The Below mentioned program contains three functions
Main
ReadDocument
TestByteOffSet
Main function takes the above specifed HTML document as converts it to memoryStream and then passes it further to ReadDocument function which stores the result in a variable called docContent. Its a class level variable.
Then the main function takes a selected text using myRange.Text tries to find its index in the given document.

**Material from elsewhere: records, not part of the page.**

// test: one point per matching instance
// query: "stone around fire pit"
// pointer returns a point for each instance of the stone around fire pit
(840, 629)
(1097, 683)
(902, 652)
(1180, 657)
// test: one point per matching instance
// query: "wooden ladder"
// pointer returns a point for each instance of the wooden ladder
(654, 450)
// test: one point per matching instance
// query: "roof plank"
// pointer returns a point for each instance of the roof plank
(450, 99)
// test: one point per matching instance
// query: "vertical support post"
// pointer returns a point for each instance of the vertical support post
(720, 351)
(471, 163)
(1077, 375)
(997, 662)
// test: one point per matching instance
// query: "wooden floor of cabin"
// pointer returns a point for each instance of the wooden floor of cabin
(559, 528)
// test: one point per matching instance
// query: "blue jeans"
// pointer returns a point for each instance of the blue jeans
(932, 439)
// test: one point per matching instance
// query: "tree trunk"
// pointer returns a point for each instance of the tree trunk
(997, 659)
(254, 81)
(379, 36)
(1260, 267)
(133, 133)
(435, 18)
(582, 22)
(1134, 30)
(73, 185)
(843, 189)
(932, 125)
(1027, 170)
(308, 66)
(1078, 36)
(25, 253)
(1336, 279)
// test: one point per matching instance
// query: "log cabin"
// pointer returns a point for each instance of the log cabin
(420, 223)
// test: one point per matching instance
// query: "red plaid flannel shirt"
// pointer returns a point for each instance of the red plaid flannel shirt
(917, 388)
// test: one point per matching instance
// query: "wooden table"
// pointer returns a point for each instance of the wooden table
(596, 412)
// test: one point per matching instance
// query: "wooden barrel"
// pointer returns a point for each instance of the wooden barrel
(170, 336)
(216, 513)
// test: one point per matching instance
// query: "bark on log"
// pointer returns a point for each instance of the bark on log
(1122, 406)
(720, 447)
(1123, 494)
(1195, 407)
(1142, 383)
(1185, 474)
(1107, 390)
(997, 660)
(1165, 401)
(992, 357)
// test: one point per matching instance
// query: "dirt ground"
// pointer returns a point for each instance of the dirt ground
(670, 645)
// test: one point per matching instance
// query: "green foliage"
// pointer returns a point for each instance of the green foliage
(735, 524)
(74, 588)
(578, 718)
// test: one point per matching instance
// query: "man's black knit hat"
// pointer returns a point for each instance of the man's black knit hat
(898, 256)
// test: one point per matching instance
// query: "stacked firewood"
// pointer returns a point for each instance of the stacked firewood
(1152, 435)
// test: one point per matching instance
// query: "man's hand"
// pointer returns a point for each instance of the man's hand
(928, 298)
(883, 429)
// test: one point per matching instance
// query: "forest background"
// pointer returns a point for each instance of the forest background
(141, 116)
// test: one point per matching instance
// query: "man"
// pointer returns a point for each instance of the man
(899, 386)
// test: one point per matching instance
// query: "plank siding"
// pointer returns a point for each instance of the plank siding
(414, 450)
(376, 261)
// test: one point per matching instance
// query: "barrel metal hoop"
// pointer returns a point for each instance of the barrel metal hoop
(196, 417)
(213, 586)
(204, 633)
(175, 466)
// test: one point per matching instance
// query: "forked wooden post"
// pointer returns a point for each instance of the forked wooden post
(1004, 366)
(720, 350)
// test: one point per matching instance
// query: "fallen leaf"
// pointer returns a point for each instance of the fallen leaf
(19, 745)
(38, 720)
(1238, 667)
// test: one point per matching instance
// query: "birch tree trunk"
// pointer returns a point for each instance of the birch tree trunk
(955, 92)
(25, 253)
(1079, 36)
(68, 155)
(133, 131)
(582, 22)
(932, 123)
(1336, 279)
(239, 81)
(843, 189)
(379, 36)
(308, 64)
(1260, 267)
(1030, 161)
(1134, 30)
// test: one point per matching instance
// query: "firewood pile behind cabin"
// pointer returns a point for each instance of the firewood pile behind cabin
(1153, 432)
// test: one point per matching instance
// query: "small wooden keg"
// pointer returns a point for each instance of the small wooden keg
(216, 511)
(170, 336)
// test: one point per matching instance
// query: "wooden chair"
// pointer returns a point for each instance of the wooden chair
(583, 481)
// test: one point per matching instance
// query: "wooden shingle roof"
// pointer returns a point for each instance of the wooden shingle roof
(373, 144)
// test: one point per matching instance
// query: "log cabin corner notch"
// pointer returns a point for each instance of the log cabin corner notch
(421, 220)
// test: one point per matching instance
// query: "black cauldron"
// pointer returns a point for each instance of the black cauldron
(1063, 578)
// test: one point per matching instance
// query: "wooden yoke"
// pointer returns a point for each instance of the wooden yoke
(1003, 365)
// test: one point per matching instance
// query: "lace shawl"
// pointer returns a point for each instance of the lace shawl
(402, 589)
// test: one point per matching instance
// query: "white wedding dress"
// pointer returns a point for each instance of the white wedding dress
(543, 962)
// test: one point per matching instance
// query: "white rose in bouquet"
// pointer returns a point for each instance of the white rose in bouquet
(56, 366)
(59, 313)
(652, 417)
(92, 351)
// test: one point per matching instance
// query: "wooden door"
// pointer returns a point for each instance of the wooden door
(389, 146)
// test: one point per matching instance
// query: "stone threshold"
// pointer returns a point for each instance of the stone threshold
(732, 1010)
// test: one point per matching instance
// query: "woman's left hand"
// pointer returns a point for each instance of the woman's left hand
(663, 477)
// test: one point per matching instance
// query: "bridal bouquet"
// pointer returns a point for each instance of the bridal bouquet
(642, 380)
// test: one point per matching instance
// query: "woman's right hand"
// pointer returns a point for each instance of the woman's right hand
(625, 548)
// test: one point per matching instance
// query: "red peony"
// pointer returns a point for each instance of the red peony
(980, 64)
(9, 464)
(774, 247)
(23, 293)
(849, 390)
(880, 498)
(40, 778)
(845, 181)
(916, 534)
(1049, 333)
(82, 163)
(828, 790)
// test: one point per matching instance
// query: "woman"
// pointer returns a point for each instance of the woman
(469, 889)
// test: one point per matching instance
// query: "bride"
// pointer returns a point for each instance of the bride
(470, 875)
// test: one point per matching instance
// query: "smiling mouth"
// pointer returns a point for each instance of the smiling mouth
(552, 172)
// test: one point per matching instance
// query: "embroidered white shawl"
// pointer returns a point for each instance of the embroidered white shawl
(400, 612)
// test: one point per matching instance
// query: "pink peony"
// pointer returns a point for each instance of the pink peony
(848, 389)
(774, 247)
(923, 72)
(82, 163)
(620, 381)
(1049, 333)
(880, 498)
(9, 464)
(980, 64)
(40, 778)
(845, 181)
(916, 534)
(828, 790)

Once the index is found its stored in intByteOffSet variable.
Now The third function TestByteOffSet tries to make sure that the Index stored in intByteOffSet is correct or not.
Here I am having issues when I try to get the string from byteOffSet, I do not receive the selected text.

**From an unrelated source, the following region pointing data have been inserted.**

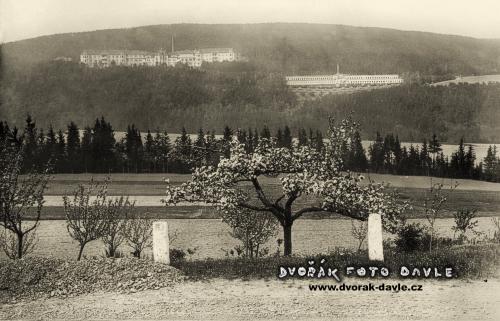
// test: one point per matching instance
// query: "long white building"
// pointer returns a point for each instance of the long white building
(343, 80)
(192, 58)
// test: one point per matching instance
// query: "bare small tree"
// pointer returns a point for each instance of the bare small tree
(138, 232)
(359, 229)
(8, 243)
(433, 205)
(496, 233)
(464, 222)
(115, 216)
(21, 202)
(85, 218)
(252, 229)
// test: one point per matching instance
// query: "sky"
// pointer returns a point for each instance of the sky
(22, 19)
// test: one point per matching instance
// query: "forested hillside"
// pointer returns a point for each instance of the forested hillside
(241, 96)
(284, 47)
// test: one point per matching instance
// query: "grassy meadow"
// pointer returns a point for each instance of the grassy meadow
(148, 189)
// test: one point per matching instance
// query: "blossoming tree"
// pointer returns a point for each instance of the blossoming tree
(315, 177)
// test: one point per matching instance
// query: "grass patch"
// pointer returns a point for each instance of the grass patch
(472, 261)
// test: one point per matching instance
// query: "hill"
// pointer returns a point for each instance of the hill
(240, 96)
(286, 47)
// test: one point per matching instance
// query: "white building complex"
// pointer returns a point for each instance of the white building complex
(343, 80)
(192, 58)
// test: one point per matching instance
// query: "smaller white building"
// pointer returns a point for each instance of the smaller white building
(343, 80)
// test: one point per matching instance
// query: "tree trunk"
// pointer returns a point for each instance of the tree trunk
(81, 251)
(287, 238)
(20, 245)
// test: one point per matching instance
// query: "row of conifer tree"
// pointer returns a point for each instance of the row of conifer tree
(97, 150)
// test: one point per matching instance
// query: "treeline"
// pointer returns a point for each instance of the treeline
(417, 112)
(387, 155)
(240, 95)
(96, 149)
(298, 48)
(149, 97)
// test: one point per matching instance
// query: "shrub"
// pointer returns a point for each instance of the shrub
(410, 238)
(177, 256)
(138, 232)
(496, 233)
(252, 229)
(464, 222)
(115, 215)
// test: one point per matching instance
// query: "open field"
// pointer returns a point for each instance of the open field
(153, 184)
(147, 190)
(484, 79)
(211, 237)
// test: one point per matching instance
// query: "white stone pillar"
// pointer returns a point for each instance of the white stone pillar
(375, 249)
(160, 242)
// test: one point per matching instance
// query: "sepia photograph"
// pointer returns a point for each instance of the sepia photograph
(249, 160)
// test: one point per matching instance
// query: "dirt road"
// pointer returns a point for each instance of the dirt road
(273, 300)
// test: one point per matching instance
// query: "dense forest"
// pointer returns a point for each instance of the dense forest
(97, 150)
(240, 94)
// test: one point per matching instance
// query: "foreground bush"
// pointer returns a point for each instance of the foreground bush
(45, 277)
(468, 261)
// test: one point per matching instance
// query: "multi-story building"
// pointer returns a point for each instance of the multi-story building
(192, 58)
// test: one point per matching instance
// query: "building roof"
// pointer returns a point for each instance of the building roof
(213, 50)
(116, 52)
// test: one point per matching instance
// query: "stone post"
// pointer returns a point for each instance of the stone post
(375, 249)
(161, 250)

Can someone please help me out with this.
The Source Code
using System;
using System.Collections.Generic;
using System.Text;
namespace MultiByteStringHandling
{
class Program
{
static void Main(string[] args)
{
FileStream fs = new FileStream(FileName, FileMode.Open);
BinaryReader br = new BinaryReader(fs);
byte[] bit = br.ReadBytes((int)fs.Length);
MemoryStream Mr = new MemoryStream(bit);
ReadDocument(Mr);
mshtml.IHTMLTxtRange CompleteRange =
_body.createTextRange().duplicate();
int intByteOffset = 0;
Regex reg = default(Regex);
try
{
// Get all of the text that is in between HTML tags.

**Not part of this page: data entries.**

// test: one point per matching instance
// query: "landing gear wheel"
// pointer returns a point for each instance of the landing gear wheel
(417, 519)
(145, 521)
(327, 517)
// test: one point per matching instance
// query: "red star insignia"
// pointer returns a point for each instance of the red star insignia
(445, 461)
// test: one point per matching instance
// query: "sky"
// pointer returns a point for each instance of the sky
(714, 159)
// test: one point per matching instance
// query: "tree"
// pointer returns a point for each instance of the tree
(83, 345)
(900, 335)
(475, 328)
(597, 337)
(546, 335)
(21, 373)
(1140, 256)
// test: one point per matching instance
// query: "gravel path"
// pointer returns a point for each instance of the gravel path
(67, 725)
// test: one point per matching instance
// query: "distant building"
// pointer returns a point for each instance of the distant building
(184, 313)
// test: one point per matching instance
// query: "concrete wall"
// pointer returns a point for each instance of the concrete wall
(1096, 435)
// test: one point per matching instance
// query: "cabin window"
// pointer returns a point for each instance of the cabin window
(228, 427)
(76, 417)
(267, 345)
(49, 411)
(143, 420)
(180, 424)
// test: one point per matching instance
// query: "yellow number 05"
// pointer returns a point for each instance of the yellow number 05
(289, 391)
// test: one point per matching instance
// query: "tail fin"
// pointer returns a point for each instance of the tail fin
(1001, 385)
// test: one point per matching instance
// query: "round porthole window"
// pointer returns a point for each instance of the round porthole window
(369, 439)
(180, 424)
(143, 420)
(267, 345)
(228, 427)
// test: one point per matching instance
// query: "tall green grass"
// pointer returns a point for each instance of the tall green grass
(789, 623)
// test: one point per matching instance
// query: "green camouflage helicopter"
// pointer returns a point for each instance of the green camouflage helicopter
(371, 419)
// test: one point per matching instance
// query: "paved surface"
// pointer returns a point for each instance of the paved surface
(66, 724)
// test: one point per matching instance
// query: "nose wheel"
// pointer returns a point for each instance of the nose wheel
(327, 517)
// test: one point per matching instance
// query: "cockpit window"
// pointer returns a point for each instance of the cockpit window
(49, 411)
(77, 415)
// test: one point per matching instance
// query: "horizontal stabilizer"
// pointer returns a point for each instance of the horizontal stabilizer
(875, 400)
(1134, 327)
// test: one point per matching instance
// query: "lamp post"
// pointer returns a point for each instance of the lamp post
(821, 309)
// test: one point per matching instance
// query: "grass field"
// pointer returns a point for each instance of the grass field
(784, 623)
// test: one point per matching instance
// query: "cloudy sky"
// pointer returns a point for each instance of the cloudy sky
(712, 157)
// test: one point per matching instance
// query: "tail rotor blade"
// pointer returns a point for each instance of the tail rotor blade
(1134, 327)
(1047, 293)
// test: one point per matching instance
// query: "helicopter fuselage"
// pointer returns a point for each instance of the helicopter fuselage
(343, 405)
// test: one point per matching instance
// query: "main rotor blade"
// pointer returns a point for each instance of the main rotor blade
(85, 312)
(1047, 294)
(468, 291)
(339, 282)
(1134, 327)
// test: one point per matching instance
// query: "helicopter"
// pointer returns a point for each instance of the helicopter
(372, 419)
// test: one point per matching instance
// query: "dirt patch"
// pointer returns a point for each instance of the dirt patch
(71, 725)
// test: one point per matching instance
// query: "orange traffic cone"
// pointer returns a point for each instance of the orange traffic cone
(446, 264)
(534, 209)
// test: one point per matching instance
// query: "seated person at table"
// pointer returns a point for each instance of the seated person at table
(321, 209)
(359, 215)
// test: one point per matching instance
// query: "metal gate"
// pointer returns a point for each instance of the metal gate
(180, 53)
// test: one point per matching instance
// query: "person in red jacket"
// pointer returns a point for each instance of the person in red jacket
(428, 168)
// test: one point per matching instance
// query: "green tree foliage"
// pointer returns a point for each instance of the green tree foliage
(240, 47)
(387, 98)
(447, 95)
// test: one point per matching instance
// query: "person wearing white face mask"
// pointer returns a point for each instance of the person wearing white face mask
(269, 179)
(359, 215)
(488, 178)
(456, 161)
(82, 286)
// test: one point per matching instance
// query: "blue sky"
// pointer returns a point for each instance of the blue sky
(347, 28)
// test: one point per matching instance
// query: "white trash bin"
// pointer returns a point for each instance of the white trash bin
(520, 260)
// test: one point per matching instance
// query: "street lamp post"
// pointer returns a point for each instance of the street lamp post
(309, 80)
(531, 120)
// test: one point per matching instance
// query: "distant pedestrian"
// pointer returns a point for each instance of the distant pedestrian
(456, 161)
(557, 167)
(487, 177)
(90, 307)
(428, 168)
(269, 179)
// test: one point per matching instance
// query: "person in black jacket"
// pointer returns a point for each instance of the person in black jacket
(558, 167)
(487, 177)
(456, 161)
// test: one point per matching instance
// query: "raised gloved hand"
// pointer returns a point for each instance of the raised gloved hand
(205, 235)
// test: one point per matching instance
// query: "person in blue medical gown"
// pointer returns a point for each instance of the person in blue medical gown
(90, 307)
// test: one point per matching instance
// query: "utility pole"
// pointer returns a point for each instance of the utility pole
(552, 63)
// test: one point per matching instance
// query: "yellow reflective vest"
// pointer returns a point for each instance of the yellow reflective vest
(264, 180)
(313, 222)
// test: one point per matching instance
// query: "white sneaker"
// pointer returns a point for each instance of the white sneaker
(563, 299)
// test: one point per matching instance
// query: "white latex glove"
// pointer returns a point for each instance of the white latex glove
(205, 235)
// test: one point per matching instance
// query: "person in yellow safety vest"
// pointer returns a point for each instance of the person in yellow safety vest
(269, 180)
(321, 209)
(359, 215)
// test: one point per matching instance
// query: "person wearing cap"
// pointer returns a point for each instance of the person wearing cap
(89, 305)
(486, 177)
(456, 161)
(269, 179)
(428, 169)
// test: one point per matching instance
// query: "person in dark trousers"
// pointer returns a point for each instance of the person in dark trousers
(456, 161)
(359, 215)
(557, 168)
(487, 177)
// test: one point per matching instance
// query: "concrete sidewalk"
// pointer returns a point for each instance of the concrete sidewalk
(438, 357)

string regSearchText = myRange.htmlText;
string strTemp = regSearchText + "\\s*";
string strExp = ">(([^<])*?)" + strTemp + "(([^<])*?)<";
string _cleanedSource = "";
_cleanedSource = CompleteRange.htmlText;
// Use regular expressions to find a collection of matches
//that match a certain pattern.
foreach (Match m in Regex.Matches(_cleanedSource, strExp,
RegexOptions.IgnoreCase))
{
Int32 ret = default(Int32);
Int32 index = default(Int32);
string strMatch = m.Value;
foreach (Match m2 in Regex.Matches(strMatch, strTemp,
RegexOptions.IgnoreCase))
{
// Increment counter when finding a match.
intCount += 1;
// If counter matches occurrence number, return
//source offset.
if (intCount == OccurenceNo)
{
//Source offset is the index of the overall
//match + index innerText Match.
int intCharOffset = m.Index + m2.Index;
System.Text.UTF8Encoding d = new
System.Text.UTF8Encoding();
// Using the SourceText will give an accurate
//byte offset.
intByteOffset = d.GetBytes(
_cleanedSource.Substring(0, intCharOffset)).Length;
}
}
}
}
catch (Exception ex)
{
throw ex;
}
finally
{
}
}
private void ReadDocument(Stream sD)
{
System.IO.MemoryStream ms = new System.IO.MemoryStream();
System.IO.BinaryWriter bw = new System.IO.BinaryWriter(ms);
bool hasMore = true;
sD.Position = 0;
using (System.IO.BinaryReader br = new System.IO.BinaryReader(sD))
{
while (hasMore)
{
byte[] buffer = br.ReadBytes(8192);
hasMore = buffer.Length > 0;
if (hasMore)
{
bw.Write(buffer);
}
}
}
byte[] docBuffer = ms.GetBuffer();
docContent = new byte[docBuffer.Length + 1];
Array.Copy(docBuffer, docContent, docBuffer.Length);
}
private bool TestByteOffset(TransparencyItemType transparency)
{
System.Text.UTF8Encoding encoding = default(System.Text.UTF8Encoding);
string byteOffsetLabel = null;
Int32 iLength = default(Int32);
Int32 offset = default(Int32);
if (((transparency.Label == null) == false))
{
iLength = Convert.ToInt32(transparency.Label.IEOffset.Length);
offset = Convert.ToInt32(transparency.Label.IEOffset.Offset);
}
else if (((transparency.Value == null) == false))
{
if(transparency.Value.ByteOffset!=null)
{
if (transparency.Value.ByteOffset.Offset != -1)
{
iLength = Convert.ToInt32(transparency.Value.ByteOffset.Length);
offset = Convert.ToInt32(transparency.Value.ByteOffset.Offset);
}
}
}
else
{
return false;
}
}